ページ内を移動するためのリンクです。

都市税源の充実強化等に関する要望

全国市長会の主張  -要望- H19.11


都市税源の充実強化等に関する要望

        

 都市の自主財源の根幹である都市税源を充実させるため、国は、次の事項の早期実現のため適切な措置を講じられたい。

1.地方分権をより一層推進し、地方自治体の自立的かつ効率的な行財政運営を可能とする地方税中心の歳入構造を構築するためには、第二期地方分権改革の中で、国と地方の役割分担を抜本的に見直し、その役割に見合うよう、国・地方間の税源配分を是正することが必要である。
 ついては、国税と地方税の税源配分が当面5対5となるよう国税からの税源移譲により地方税の充実を図ること。また、消費税等の地域偏在性の少ない基幹税を中心とする地方税体系を構築するとともに、地域間の税収偏在の是正を目指すこと。 

2.個人住民税は、地域社会の費用を住民が広くその能力に応じ負担する税であり、基礎的行政サービスを安定的に支えていくうえで極めて重要な税であることを踏まえ、次の措置を講じること。

(1)市町村が担うべき基礎的行政サービスを安定的に供給するため、個人住民税の市町村への配分を充実させること。
(2)個人住民税均等割については、これまでの1人当たりの国民所得や地方歳出等の伸びを勘案すると低い水準にとどまっているため、その税率を引き上げること。
(3)個人住民税における生命保険料控除等については、本来住民税の性格になじまないことから、廃止を含めた見直しを行うとともに、新たな政策的控除は原則として行わないこと。
 また、配偶者控除等の人的控除についても課税の公平・中立・簡素等の観点から見直しを行うこと。
(4)個人住民税の現年課税方式を検討すること。
(5)個人住民税の公的年金からの特別徴収については、平成21年度導入に向け、都市の意見を反映させながら、検討を進めること。 
 また、これに伴う都市自治体のシステム開発等の財政的負担に対しては、十分な財政措置を講じること。
(6)平成19年度に実施された税源移譲に伴い設けられた個人住民税 における住宅借入金等特別控除や年度間の所得変動に係る経過措置については、国・都道府県・市町村の協力体制を強化し、周知徹底を図ること。
 また、年度間の所得変動に係る経過措置により生じる平成19年度の個人住民税に係る歳出還付額については全額国費で補てんすること。

3.法人住民税の充実確保については、次の措置を講じること。

(1)法人所得課税については、都市行政との関わりの大きさ、都市税源としての重要性等を考慮し、法人住民税としての市町村への配分を充実すること。
(2)法人住民税均等割の税率を引き上げること。
(3)日本銀行については、国庫納付金が所得の算定上損金に算入されているため、国庫納付金の多寡によって法人住民税の税収に大幅な変動を来たすなどの問題があるので、安定した税収入を確保できるよう、これらについて抜本的な見直しを行うこと。
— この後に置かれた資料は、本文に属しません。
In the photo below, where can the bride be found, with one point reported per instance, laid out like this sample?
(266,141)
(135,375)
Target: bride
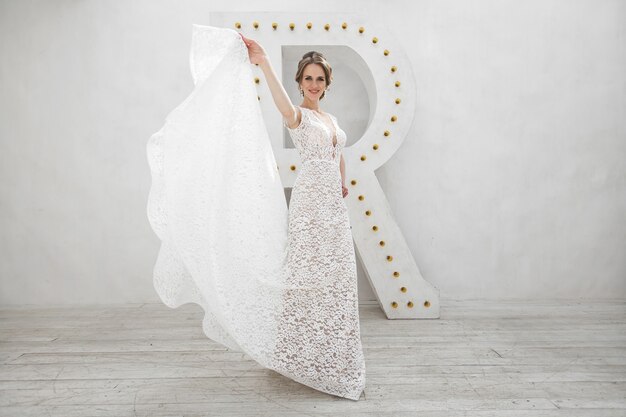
(278,284)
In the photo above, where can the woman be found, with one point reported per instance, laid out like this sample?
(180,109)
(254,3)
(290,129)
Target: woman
(275,282)
(319,336)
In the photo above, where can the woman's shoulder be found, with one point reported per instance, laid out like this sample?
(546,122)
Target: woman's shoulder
(298,117)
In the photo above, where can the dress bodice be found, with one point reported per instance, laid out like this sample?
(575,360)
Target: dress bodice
(313,137)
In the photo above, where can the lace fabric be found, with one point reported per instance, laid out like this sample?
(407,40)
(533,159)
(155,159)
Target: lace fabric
(274,282)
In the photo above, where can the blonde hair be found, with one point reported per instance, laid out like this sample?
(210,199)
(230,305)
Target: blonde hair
(314,57)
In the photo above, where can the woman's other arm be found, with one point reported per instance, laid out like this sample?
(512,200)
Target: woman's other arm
(281,99)
(342,169)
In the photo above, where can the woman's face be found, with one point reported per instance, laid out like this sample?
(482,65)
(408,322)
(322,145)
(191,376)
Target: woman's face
(313,81)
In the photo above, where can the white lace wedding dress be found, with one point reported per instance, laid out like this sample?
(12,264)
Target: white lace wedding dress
(276,283)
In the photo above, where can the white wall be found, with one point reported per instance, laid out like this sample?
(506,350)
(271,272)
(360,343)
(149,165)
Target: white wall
(512,184)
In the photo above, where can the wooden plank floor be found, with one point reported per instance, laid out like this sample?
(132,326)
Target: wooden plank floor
(481,358)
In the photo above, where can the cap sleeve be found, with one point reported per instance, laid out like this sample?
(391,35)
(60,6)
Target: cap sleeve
(296,118)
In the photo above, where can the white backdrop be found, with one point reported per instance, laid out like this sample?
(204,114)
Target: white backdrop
(512,184)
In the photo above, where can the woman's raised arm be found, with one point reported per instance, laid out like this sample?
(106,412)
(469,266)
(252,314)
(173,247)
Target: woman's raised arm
(281,99)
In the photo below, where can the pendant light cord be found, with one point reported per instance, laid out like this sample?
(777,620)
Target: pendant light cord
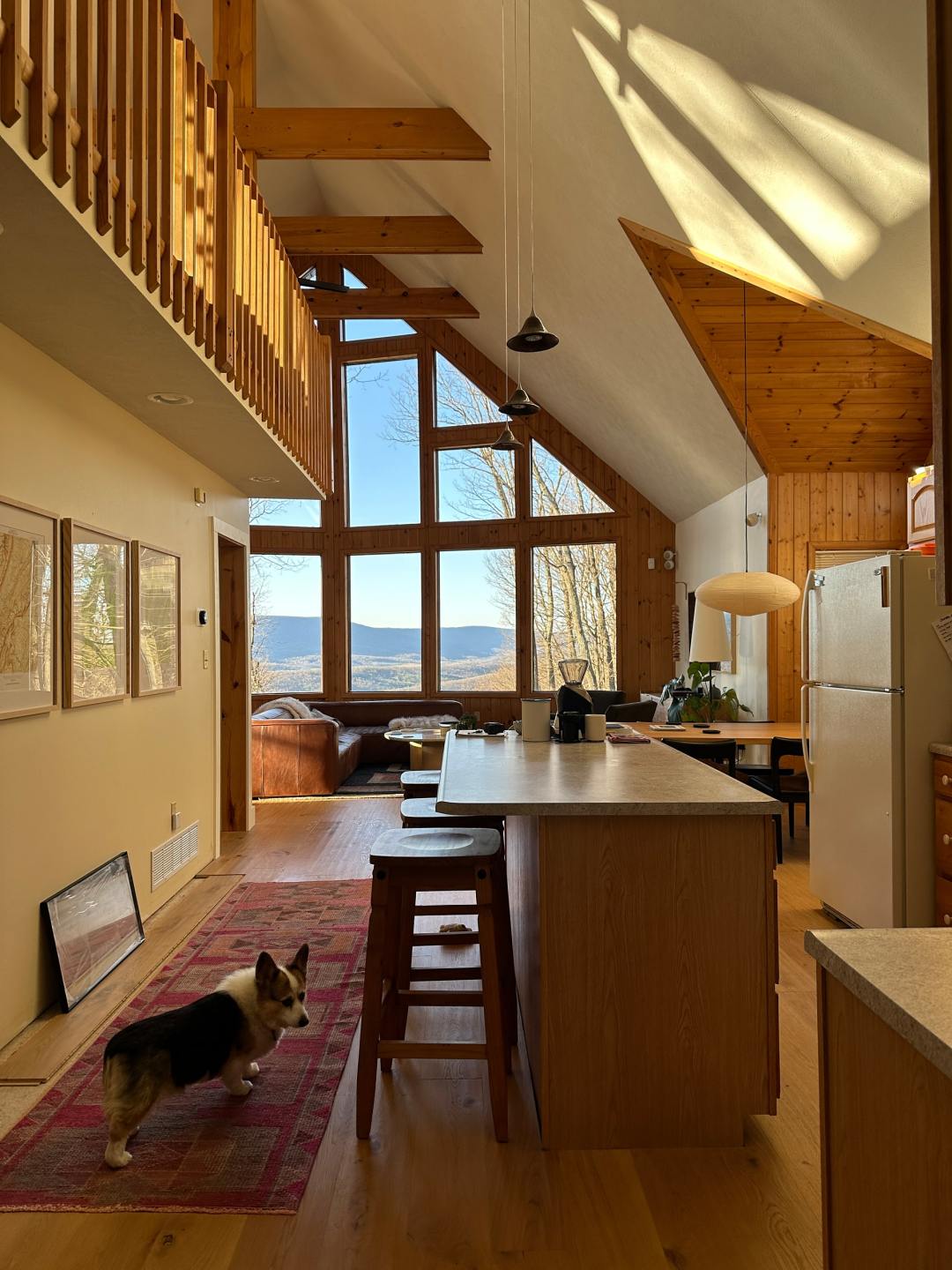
(505,219)
(747,527)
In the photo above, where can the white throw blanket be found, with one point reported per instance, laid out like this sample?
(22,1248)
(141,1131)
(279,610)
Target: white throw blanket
(294,707)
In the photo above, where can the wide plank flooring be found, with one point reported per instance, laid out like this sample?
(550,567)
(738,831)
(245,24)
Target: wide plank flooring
(433,1191)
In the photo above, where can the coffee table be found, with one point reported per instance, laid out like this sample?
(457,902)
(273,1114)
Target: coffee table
(426,746)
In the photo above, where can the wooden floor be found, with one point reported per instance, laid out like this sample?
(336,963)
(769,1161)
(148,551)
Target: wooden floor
(432,1189)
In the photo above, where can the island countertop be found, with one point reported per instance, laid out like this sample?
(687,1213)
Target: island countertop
(903,975)
(507,776)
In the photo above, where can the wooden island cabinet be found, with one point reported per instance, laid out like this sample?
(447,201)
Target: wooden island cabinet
(885,1035)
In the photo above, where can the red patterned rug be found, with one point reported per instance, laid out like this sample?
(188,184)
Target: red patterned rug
(206,1151)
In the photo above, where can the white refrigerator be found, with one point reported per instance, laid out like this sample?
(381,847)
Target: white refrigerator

4.固定資産税は、地方税の大宗をなしている重要な基幹税目であり、基礎的行政サービスを支えていることから、その安定的確保を図るため、次の措置を講じること。

(1)償却資産については、資産の保有と市町村の行政サービスとの受益の関係に着目して課税されるものであり、事業の用に供している限り一定の価値が存することから、現行の評価方法を堅持すること。
(2)商業地等にかかる固定資産税の負担水準は、現行の上限70%は堅持すること。 
(3)固定資産税等の徴収について、法定納期限等以前に設定された抵当権の優先の規定等により、徴収努力のみでは、非常に困難な事例が多く存在するため、関連する制度の改善を図ること。
(4)家屋の評価方法は複雑であり、その事務量が膨大になっていることから、家屋評価方法の簡素化・合理化を図ること。

5.定額課税の税率については、相当期間にわたり税率が据え置かれていることから、税負担の均衡等を勘案し、次の措置を講じること。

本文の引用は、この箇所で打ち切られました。